Melatonin is known for its role in regulating the sleep-wake cycle, and is naturally produced by the body's pineal gland during darkness. Melatonin levels stay high during the nighttime, and then fall during the daytime.
Previous experimental studies have shown that melatonin has anti-carcinogenic properties, with the ability to reduce cancer cell proliferation and stop cell cycle progression, study researcher Sarah C. Markt, M.P.H., a doctoral candidate in the Department of Epidemiology at Harvard School of Public Health, told HuffPost. In addition, other epidemiological studies have shown evidence that melatonin could help reduce risk of other cancers, including breast cancer.
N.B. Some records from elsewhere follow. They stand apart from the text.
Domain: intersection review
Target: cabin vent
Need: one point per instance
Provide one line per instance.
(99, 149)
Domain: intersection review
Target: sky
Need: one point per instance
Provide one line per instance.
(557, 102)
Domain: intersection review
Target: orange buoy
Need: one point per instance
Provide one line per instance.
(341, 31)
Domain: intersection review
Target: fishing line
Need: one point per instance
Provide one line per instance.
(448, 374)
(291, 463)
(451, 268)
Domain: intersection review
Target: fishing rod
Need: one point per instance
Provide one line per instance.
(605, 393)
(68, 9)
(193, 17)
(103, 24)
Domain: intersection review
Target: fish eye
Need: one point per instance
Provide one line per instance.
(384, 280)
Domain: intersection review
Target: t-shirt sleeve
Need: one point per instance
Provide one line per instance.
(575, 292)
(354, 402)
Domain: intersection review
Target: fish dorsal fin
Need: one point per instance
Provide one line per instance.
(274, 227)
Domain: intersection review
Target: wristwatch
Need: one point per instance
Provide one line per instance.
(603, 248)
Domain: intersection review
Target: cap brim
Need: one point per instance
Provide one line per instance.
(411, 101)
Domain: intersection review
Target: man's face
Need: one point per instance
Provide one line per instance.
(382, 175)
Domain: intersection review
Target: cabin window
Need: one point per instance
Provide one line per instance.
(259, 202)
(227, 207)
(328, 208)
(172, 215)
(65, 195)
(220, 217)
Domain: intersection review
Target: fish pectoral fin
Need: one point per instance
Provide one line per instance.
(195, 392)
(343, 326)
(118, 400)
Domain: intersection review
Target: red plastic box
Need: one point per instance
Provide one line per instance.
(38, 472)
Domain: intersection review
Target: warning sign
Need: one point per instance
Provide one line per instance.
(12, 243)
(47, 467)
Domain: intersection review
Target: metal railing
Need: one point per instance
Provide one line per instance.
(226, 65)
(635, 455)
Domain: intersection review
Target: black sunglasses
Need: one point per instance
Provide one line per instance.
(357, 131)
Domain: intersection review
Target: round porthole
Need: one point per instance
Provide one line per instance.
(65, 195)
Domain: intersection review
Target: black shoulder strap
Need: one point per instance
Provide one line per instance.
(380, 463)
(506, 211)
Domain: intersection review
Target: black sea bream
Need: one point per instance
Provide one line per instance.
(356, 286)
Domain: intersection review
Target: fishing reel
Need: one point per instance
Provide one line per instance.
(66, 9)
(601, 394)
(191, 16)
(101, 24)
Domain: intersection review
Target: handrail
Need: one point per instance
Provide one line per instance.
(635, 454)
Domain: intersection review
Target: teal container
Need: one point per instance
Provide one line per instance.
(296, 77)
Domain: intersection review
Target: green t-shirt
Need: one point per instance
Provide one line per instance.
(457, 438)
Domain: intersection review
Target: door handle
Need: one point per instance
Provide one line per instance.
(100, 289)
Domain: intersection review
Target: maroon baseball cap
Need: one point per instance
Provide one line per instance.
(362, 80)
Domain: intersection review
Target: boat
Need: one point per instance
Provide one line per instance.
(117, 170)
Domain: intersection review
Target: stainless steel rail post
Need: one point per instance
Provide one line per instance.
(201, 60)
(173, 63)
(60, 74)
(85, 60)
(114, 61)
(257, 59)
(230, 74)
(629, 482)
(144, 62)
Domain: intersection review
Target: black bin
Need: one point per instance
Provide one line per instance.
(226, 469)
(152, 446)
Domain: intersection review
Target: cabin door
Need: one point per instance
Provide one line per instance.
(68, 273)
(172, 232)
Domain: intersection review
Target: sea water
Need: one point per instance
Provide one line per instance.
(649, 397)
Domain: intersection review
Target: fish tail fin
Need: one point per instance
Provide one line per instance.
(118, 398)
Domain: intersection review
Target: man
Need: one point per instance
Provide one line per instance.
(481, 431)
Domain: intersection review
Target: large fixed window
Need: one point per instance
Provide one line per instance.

She noted that there are three interrelated pathways that may have an effect on cancer risk: disrupted melatonin, disrupted sleep, and disrupted circadian rhythm. The new study -- where it was found that men with higher levels of the breakdown product of melatonin in their morning urine, called 6-sulfatoxymelatonin, had a lower risk of developing advanced prostate cancer -- seems to provide "further support for the influence of the circadian rhythm in prostate carcinogenesis," Markt said.
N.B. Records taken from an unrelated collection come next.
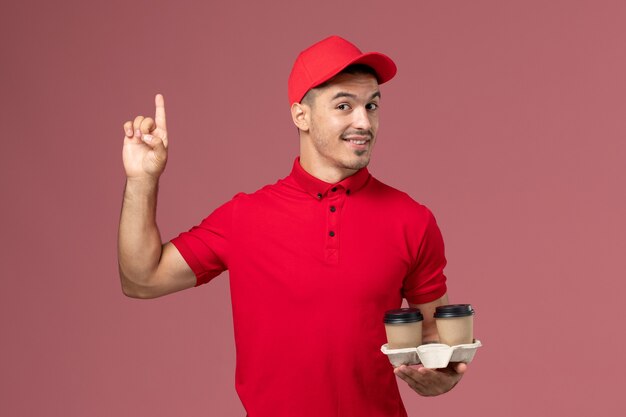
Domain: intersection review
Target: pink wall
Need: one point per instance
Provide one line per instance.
(506, 119)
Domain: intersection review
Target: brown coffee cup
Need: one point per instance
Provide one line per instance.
(404, 328)
(455, 324)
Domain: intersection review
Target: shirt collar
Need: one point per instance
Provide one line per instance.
(318, 188)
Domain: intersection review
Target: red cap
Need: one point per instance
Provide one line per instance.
(327, 58)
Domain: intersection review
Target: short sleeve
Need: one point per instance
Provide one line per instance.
(426, 281)
(205, 247)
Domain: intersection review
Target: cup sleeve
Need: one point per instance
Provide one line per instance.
(426, 281)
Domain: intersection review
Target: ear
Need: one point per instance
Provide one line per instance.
(300, 114)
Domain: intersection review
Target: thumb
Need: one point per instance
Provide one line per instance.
(157, 145)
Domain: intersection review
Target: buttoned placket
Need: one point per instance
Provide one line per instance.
(333, 204)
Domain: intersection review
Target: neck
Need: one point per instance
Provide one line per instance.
(322, 171)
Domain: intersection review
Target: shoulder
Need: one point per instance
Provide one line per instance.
(397, 200)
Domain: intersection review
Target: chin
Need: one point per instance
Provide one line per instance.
(358, 164)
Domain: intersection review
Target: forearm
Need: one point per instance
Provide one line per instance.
(139, 240)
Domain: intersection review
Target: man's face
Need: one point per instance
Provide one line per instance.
(343, 122)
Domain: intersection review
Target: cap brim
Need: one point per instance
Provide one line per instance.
(383, 66)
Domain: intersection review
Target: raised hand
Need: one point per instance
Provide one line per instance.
(145, 144)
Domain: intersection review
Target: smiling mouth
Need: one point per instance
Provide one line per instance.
(357, 141)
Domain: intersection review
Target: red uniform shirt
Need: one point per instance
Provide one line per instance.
(313, 267)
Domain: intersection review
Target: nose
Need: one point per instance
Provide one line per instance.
(361, 119)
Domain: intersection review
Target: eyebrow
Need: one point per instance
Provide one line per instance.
(353, 96)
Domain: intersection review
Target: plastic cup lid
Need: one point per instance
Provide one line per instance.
(454, 310)
(403, 315)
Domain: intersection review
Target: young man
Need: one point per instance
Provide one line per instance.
(315, 259)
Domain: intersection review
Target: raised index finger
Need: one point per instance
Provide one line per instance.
(159, 116)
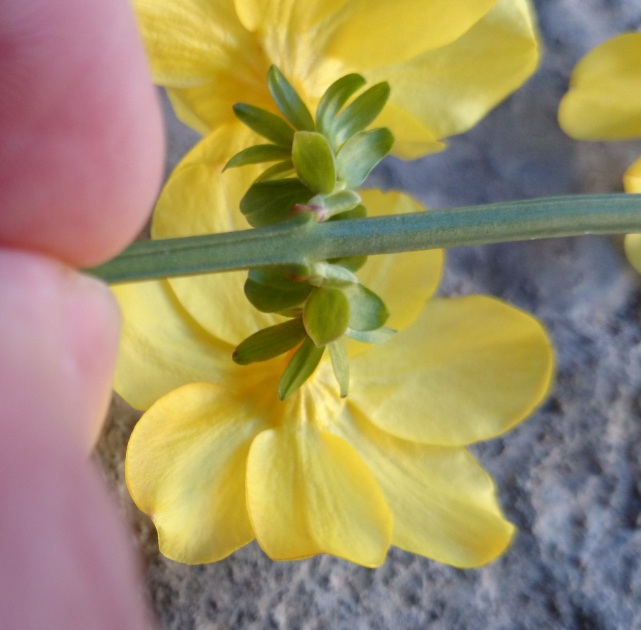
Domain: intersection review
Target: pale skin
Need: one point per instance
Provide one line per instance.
(81, 153)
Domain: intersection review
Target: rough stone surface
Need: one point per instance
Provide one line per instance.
(570, 477)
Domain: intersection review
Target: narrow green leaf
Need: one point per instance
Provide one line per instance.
(270, 342)
(270, 292)
(314, 161)
(361, 112)
(381, 335)
(257, 154)
(361, 153)
(265, 123)
(299, 369)
(340, 365)
(367, 310)
(288, 101)
(325, 315)
(334, 98)
(270, 202)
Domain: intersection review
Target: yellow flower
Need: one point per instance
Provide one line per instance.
(604, 103)
(448, 62)
(217, 460)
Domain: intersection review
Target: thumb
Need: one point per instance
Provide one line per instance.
(65, 560)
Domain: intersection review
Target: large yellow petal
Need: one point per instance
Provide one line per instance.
(604, 100)
(162, 347)
(403, 281)
(444, 504)
(200, 199)
(632, 178)
(192, 42)
(468, 369)
(185, 468)
(293, 17)
(309, 492)
(632, 243)
(371, 33)
(451, 88)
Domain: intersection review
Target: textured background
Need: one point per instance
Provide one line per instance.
(570, 477)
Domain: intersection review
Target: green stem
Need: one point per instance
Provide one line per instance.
(303, 240)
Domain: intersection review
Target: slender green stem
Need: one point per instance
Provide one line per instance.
(303, 240)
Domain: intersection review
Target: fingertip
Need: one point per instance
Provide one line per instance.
(83, 150)
(58, 344)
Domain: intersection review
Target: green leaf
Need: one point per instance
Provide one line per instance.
(324, 274)
(326, 315)
(361, 153)
(359, 212)
(361, 112)
(265, 123)
(270, 342)
(381, 335)
(288, 101)
(282, 170)
(272, 201)
(340, 365)
(367, 310)
(334, 98)
(299, 369)
(271, 292)
(337, 203)
(314, 161)
(257, 154)
(352, 263)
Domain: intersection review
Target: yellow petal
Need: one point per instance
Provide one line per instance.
(292, 16)
(403, 281)
(161, 347)
(191, 42)
(632, 245)
(632, 178)
(308, 492)
(468, 369)
(185, 468)
(370, 33)
(604, 100)
(200, 199)
(448, 90)
(443, 503)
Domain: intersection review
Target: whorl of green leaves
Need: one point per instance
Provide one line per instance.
(315, 165)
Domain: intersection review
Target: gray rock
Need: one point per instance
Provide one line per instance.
(570, 476)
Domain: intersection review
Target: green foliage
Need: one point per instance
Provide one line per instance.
(326, 315)
(270, 342)
(318, 164)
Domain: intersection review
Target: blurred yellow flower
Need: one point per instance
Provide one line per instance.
(604, 103)
(448, 62)
(217, 460)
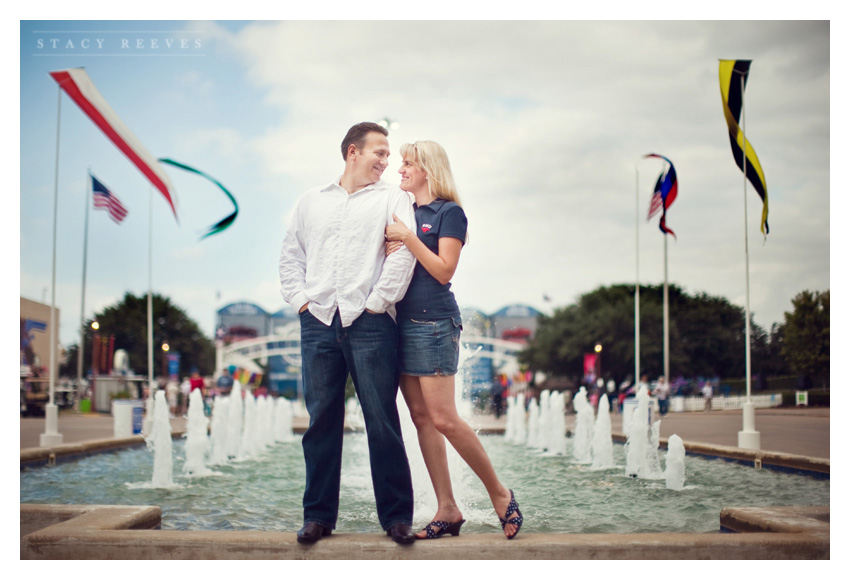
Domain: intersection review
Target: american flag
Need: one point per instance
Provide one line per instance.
(104, 199)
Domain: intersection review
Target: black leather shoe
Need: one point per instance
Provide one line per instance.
(311, 533)
(401, 534)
For the study, researchers analyzed the morning urine samples from 928 men from Iceland who were part of the AGES-Reykjavik cohort from 2002 to 2009. All the participants also answered questionnaires about their sleep, which revealed that one in five men had trouble staying asleep, one in seven men had trouble falling asleep, and one in three men took sleeping medications.
Then, researchers looked to see how many of the men developed prostate cancer through 2009. A total of 111 men developed prostate cancer, with 24 of the cases being advanced prostate cancer.
They found an association between having 6-sulfatoxymelatonin urine levels above the median level of 17.14 nanograms per milliliter of urine, and a 31 percent decreased risk of overall prostate cancer, though the association was only borderline statistically significant.
However, the researchers did find that "men with higher 6-sulfatoxymelatonin levels had a 75 percent significantly reduced risk of advanced disease compared to men with lower levels," according to the study abstract.
Markt explained that "the literature suggests there are differences in the amount of melatonin produced between individuals; however, melatonin production may be suppressed through light exposure." In other words, if someone is exposed to light during a time when the body is naturally producing melatonin, production of melatonin will immediately stop. Many factors can affect the secretion of melatonin, including exposure to light at night, certain drugs (such as beta-blockers) and shift work.
The findings were presented at the AACR-Prostate Cancer Foundation Conference on Advances in Prostate Cancer Research; because they have yet to be published in a peer-reviewed journal, the findings should be regarded as preliminary.